For both long- and short-read polishing, you may find a genome assembly can benefit from multiple rounds of polishing, with continued improvements in the assembly metrics.

6.3 Downstream processes

Today we have produced a fungal draft genome assembly. You can see that there are a number of steps in the process, and that many choices must be made along the way, based on input data types, genome characteristics of the focal organism, and the quality of the assembly produced.

While we’ve done a lot of work to get to produce this draft assembly, there is still more that can be done before a genome is published or used for downstream research. Take a look at the detailed workflow below. Which steps did we complete today? How many more steps could we work through? A lot of work goes into producing a high-quality genome assembly!

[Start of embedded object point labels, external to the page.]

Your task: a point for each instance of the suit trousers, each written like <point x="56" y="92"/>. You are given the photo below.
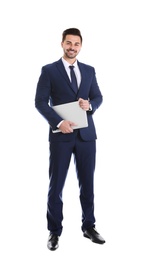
<point x="60" y="156"/>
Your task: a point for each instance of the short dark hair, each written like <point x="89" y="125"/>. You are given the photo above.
<point x="72" y="31"/>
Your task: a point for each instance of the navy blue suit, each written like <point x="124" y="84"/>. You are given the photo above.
<point x="54" y="88"/>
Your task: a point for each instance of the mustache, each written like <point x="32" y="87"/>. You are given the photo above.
<point x="71" y="50"/>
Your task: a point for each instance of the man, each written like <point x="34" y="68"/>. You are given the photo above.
<point x="55" y="87"/>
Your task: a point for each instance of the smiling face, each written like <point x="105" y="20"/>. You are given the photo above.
<point x="71" y="47"/>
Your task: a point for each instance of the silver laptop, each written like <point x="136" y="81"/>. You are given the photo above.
<point x="72" y="112"/>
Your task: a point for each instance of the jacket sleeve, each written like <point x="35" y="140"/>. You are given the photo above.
<point x="42" y="99"/>
<point x="95" y="96"/>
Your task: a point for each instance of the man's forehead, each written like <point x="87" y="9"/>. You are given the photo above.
<point x="73" y="38"/>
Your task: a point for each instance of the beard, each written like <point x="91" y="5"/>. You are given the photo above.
<point x="70" y="54"/>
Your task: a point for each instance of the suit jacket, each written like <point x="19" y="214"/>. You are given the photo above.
<point x="54" y="88"/>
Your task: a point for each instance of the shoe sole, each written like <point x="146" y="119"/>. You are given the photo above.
<point x="101" y="243"/>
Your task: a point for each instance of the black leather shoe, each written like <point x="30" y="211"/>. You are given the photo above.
<point x="52" y="242"/>
<point x="95" y="237"/>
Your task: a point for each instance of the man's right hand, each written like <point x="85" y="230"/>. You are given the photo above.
<point x="66" y="127"/>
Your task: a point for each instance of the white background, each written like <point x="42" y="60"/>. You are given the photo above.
<point x="114" y="42"/>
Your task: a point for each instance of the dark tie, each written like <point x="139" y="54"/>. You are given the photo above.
<point x="74" y="84"/>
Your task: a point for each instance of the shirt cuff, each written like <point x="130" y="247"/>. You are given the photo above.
<point x="60" y="123"/>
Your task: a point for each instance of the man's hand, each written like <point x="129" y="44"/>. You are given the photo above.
<point x="66" y="127"/>
<point x="84" y="104"/>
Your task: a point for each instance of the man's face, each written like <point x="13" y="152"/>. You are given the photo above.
<point x="71" y="46"/>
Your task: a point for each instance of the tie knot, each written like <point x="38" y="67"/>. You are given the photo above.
<point x="71" y="67"/>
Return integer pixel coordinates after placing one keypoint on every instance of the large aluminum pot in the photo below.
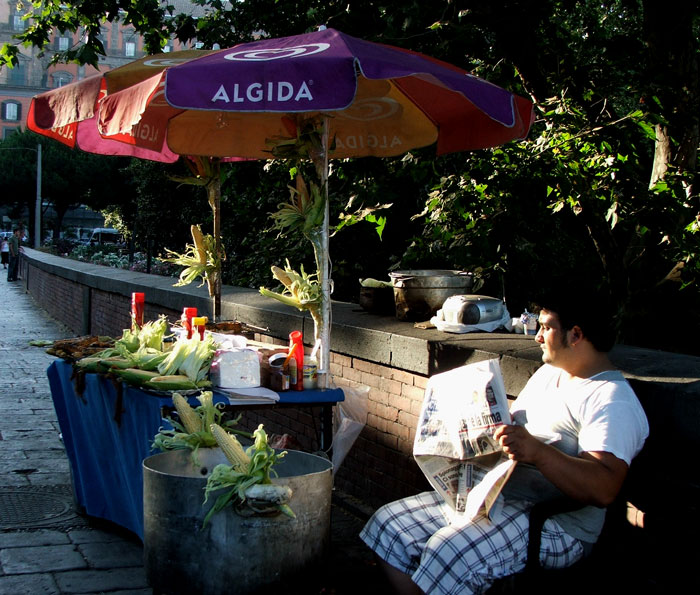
(420, 293)
(233, 553)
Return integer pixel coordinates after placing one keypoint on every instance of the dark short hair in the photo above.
(590, 310)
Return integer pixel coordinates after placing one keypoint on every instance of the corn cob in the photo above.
(199, 246)
(281, 276)
(188, 417)
(231, 448)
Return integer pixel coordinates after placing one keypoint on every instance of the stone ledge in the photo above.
(381, 339)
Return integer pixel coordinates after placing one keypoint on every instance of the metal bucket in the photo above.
(420, 293)
(232, 554)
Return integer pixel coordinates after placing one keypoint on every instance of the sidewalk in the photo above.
(46, 547)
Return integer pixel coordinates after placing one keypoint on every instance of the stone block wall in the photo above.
(388, 363)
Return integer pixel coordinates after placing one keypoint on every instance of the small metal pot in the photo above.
(420, 293)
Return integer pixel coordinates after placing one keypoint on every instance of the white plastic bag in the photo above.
(349, 418)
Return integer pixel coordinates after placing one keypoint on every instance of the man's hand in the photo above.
(518, 443)
(591, 477)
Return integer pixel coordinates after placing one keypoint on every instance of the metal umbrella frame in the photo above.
(372, 100)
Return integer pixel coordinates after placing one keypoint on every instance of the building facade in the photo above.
(34, 74)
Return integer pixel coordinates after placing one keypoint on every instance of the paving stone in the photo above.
(114, 554)
(28, 584)
(97, 581)
(33, 538)
(51, 558)
(93, 536)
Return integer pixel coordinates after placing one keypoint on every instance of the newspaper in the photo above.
(454, 444)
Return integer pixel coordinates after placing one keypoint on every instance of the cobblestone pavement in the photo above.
(46, 546)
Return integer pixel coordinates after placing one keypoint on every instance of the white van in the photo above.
(105, 235)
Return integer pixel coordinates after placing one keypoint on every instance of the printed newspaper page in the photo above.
(454, 444)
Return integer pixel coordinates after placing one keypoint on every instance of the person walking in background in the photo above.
(14, 255)
(5, 252)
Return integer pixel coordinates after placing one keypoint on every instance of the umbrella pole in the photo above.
(214, 192)
(324, 272)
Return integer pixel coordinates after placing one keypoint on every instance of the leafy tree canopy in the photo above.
(604, 186)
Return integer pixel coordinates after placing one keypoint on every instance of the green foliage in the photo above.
(607, 78)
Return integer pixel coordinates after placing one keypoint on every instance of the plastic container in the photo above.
(187, 315)
(199, 324)
(137, 307)
(296, 378)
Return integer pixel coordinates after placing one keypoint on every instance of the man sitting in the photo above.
(593, 426)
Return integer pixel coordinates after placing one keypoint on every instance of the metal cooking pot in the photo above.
(420, 293)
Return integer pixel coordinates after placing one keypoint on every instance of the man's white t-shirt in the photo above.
(600, 413)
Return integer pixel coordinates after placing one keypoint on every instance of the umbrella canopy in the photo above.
(381, 101)
(373, 99)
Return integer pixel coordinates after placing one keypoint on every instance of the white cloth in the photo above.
(414, 535)
(598, 414)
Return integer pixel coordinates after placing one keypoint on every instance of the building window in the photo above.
(18, 23)
(17, 76)
(11, 111)
(61, 78)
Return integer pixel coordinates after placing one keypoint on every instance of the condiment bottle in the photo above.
(187, 315)
(296, 380)
(137, 306)
(310, 373)
(199, 323)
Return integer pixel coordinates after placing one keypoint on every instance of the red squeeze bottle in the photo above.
(295, 338)
(187, 315)
(137, 304)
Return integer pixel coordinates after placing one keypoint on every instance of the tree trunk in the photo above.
(674, 59)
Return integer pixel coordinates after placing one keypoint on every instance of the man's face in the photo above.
(552, 339)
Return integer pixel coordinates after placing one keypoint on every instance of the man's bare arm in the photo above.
(591, 478)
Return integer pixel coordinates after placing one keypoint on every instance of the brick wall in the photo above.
(380, 466)
(61, 298)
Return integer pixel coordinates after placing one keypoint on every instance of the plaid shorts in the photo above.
(415, 536)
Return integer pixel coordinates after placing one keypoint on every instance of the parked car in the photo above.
(105, 235)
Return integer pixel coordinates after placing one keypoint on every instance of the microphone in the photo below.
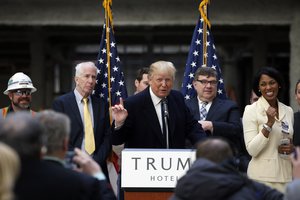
(165, 107)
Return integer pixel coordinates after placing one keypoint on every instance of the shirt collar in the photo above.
(79, 98)
(155, 99)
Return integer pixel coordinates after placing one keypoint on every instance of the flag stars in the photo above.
(121, 83)
(101, 61)
(103, 85)
(187, 97)
(115, 68)
(118, 93)
(112, 44)
(189, 86)
(193, 64)
(207, 43)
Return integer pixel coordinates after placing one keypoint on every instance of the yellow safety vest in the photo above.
(5, 110)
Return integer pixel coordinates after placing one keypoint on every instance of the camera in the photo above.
(69, 160)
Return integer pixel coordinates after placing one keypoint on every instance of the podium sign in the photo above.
(154, 168)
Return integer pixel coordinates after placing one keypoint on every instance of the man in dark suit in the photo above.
(218, 117)
(57, 131)
(139, 122)
(72, 104)
(39, 179)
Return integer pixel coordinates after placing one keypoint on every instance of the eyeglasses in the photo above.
(22, 92)
(205, 82)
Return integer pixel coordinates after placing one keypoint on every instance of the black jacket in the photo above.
(208, 180)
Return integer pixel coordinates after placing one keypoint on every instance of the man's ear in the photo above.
(65, 144)
(10, 95)
(136, 83)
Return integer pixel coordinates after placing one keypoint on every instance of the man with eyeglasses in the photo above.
(19, 90)
(218, 117)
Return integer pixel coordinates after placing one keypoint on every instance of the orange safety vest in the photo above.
(5, 110)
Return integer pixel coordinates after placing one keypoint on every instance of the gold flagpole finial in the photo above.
(202, 8)
(107, 6)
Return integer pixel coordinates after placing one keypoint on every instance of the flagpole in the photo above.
(203, 12)
(108, 15)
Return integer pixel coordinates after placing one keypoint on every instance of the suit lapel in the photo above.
(75, 109)
(172, 116)
(96, 112)
(213, 108)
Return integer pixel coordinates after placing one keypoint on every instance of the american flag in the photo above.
(195, 60)
(117, 89)
(117, 82)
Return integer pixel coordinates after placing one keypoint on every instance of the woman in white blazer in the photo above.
(265, 123)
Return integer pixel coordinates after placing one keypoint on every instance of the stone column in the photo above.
(37, 68)
(294, 55)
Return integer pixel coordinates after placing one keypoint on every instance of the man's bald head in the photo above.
(214, 149)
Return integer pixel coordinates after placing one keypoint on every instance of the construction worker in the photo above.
(19, 90)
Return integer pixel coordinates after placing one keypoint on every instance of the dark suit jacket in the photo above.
(67, 104)
(296, 136)
(142, 129)
(49, 180)
(226, 120)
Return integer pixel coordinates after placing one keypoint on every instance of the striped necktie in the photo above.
(203, 111)
(89, 141)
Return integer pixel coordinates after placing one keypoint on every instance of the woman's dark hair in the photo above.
(269, 71)
(296, 86)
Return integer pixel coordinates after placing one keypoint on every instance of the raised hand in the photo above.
(271, 114)
(119, 113)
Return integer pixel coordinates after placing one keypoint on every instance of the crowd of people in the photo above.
(62, 153)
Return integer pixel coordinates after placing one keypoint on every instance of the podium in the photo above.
(152, 174)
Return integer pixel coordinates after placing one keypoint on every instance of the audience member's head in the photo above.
(205, 83)
(19, 90)
(9, 169)
(24, 134)
(57, 130)
(214, 149)
(85, 78)
(141, 81)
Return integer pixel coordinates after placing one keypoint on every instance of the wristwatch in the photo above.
(268, 128)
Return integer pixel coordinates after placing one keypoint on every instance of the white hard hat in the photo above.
(19, 81)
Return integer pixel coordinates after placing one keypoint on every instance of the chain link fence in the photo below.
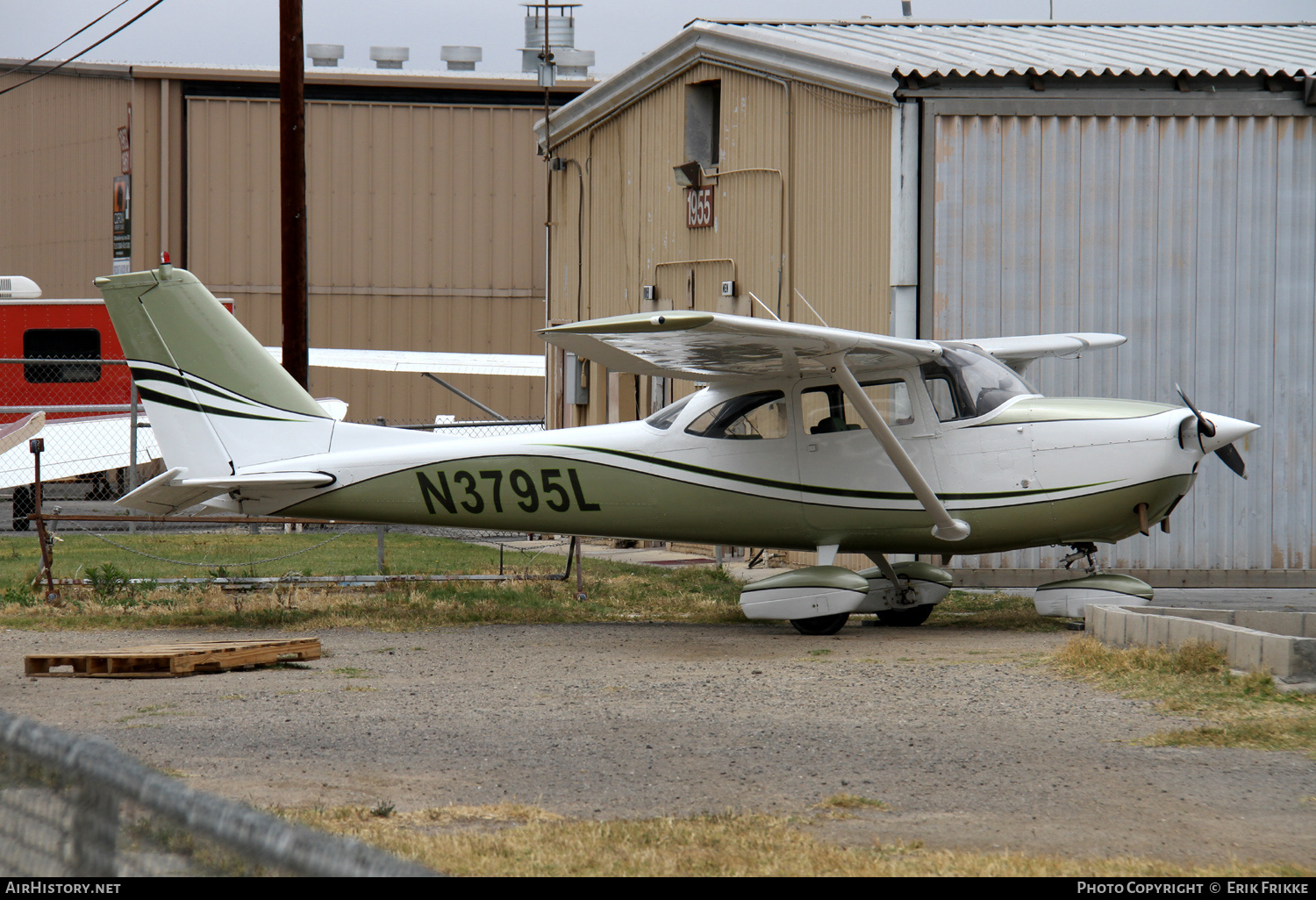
(76, 807)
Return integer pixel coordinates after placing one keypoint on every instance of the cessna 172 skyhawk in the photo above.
(810, 439)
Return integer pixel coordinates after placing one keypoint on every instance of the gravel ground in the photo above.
(961, 733)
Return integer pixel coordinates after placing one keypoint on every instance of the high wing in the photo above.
(1019, 352)
(702, 346)
(418, 361)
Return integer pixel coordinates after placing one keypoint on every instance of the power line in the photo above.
(87, 49)
(65, 41)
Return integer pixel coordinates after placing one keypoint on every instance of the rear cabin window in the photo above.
(966, 384)
(747, 418)
(74, 354)
(826, 408)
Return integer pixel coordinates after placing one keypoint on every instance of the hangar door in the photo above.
(1194, 236)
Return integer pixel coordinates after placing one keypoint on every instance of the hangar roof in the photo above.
(1047, 47)
(868, 57)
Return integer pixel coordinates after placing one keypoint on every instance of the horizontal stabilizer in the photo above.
(1019, 350)
(16, 433)
(700, 345)
(168, 492)
(423, 361)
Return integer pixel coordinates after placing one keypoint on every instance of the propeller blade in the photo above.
(1205, 425)
(1234, 460)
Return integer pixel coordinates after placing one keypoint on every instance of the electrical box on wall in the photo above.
(576, 382)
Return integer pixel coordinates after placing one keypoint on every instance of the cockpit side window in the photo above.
(668, 415)
(826, 410)
(966, 384)
(747, 418)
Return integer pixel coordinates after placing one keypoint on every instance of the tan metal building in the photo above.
(426, 202)
(947, 181)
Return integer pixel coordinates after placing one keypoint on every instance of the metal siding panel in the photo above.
(948, 286)
(841, 208)
(58, 155)
(1294, 350)
(1252, 321)
(1197, 241)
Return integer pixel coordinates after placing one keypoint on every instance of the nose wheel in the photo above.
(821, 624)
(1084, 552)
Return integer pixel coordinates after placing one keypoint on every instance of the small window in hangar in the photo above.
(703, 121)
(68, 344)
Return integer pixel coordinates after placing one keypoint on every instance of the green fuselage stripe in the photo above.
(824, 491)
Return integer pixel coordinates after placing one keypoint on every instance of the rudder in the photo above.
(216, 399)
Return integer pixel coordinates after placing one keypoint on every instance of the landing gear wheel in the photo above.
(23, 504)
(820, 624)
(907, 618)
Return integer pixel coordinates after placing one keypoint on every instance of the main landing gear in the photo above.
(820, 599)
(1070, 597)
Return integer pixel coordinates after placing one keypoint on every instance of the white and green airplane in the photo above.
(805, 439)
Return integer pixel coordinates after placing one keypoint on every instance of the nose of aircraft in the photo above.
(1227, 431)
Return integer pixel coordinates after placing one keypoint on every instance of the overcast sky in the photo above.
(245, 32)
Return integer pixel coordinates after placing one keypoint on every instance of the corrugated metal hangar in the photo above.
(976, 181)
(426, 203)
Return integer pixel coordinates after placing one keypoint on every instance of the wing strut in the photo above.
(945, 528)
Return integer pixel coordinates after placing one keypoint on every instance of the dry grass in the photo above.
(613, 592)
(518, 839)
(852, 802)
(1242, 711)
(995, 611)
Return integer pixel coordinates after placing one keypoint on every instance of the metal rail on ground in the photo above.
(76, 807)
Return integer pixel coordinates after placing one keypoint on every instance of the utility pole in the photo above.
(292, 189)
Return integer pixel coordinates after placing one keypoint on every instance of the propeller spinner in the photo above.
(1218, 436)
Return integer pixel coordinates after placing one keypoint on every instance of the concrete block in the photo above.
(1273, 623)
(1136, 629)
(1181, 631)
(1303, 660)
(1111, 624)
(1224, 616)
(1277, 653)
(1227, 639)
(1247, 650)
(1094, 621)
(1158, 631)
(1205, 632)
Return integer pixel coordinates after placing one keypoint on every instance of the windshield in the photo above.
(966, 384)
(668, 415)
(747, 418)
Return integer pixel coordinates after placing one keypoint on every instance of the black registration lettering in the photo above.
(468, 481)
(429, 492)
(549, 487)
(524, 487)
(582, 504)
(497, 476)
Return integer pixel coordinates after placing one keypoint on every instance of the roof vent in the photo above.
(16, 287)
(324, 54)
(571, 62)
(461, 60)
(390, 57)
(558, 21)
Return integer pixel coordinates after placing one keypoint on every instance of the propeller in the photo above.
(1228, 454)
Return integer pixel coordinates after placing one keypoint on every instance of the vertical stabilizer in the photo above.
(216, 399)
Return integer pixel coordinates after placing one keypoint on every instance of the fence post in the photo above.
(94, 832)
(132, 441)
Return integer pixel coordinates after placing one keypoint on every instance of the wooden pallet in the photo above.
(171, 660)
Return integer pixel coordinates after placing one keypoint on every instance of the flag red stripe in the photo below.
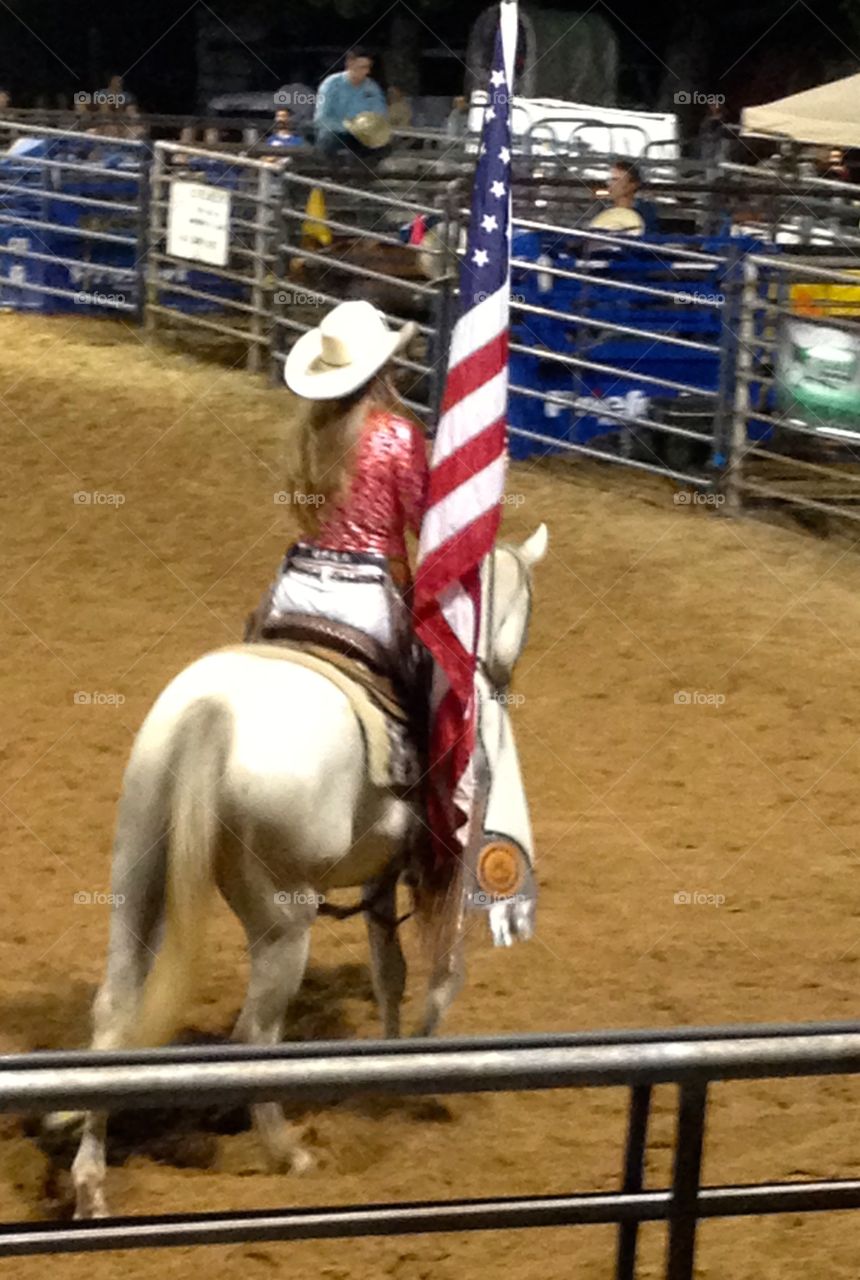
(470, 374)
(467, 461)
(466, 545)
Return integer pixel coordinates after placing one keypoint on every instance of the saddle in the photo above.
(356, 658)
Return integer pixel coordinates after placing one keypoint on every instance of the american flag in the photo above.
(469, 466)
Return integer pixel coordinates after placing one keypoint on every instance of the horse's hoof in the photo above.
(63, 1121)
(90, 1202)
(302, 1162)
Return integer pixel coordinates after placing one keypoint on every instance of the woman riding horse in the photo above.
(362, 480)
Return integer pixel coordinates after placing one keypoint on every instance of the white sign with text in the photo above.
(199, 223)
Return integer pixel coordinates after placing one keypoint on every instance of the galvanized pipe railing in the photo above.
(689, 1057)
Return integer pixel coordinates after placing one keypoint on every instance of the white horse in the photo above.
(251, 775)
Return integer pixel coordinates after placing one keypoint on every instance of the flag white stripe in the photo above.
(463, 504)
(458, 612)
(480, 325)
(471, 415)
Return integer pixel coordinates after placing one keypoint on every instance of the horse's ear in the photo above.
(534, 548)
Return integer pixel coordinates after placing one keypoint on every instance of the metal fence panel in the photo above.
(72, 220)
(689, 1057)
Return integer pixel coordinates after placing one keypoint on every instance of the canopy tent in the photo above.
(828, 114)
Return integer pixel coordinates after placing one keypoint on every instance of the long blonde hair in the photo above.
(326, 439)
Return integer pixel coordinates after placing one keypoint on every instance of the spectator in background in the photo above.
(132, 124)
(399, 109)
(457, 126)
(832, 165)
(713, 135)
(282, 133)
(115, 95)
(625, 183)
(341, 97)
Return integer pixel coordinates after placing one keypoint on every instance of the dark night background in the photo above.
(748, 50)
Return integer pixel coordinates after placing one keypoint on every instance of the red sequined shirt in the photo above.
(388, 490)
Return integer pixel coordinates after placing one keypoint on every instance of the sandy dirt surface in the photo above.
(746, 790)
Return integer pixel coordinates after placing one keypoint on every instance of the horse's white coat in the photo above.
(250, 773)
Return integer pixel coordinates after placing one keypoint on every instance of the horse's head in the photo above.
(506, 606)
(507, 849)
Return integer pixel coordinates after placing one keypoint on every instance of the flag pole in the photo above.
(509, 28)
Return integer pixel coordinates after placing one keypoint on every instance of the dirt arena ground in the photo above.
(636, 796)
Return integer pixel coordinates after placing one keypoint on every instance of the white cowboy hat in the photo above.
(370, 128)
(348, 346)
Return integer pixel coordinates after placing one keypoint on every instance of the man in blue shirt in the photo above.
(341, 97)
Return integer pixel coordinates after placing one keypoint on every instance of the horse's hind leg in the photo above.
(138, 888)
(278, 927)
(387, 964)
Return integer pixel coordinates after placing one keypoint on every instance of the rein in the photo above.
(344, 913)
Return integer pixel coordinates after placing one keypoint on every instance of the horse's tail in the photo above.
(197, 763)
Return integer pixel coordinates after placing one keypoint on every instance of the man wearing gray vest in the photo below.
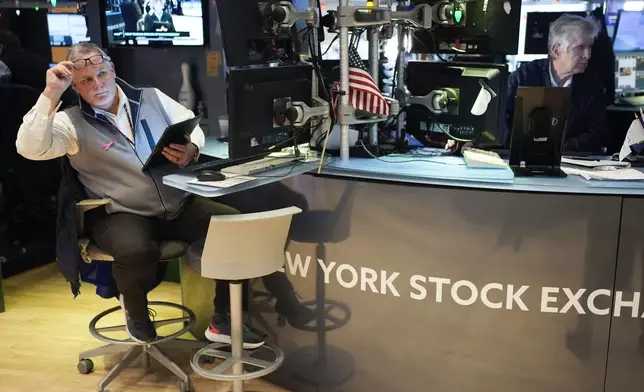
(106, 140)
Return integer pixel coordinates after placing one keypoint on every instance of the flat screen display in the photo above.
(154, 22)
(67, 29)
(628, 36)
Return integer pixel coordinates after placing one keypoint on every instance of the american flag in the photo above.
(364, 93)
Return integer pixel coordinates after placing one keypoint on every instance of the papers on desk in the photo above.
(594, 163)
(609, 175)
(230, 181)
(634, 135)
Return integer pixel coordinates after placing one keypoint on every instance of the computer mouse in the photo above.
(210, 175)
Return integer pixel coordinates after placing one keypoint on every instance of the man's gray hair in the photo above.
(570, 29)
(82, 49)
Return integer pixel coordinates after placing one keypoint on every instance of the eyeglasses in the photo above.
(94, 60)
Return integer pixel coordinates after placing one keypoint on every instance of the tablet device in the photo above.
(174, 134)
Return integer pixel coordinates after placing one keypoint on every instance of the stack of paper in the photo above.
(483, 159)
(610, 175)
(231, 180)
(634, 135)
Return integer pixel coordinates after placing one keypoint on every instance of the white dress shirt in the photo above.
(43, 136)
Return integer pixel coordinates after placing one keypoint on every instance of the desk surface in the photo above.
(447, 171)
(180, 180)
(439, 171)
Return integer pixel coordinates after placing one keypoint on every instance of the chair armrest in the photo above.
(86, 205)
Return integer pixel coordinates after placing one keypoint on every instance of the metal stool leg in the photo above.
(237, 331)
(127, 359)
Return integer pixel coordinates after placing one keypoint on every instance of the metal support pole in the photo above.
(314, 50)
(400, 72)
(237, 332)
(374, 64)
(344, 87)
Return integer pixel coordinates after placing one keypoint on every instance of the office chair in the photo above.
(225, 255)
(92, 254)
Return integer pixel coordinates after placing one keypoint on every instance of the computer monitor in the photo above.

A detailed workflow describing the processes and decision-making in a genome assembly workflow. Note the additional complexity compared with the visualisation in the Introduction. Jung et al. 2020, PLoS Computation Biology, https://doi.org/10.1371/journal.pcbi.1008325.

Key Points

  • Multiple rounds of polishing using different data sets can improve the accuracy of a genome assembly, and is particularly important when assemblies are produced using Nanopore data.

  • We have done a lot of work to get our genome assembly to this stage, but there are a number of downstream processes that can be done that can further improve the assembly and make it more useful for biological research.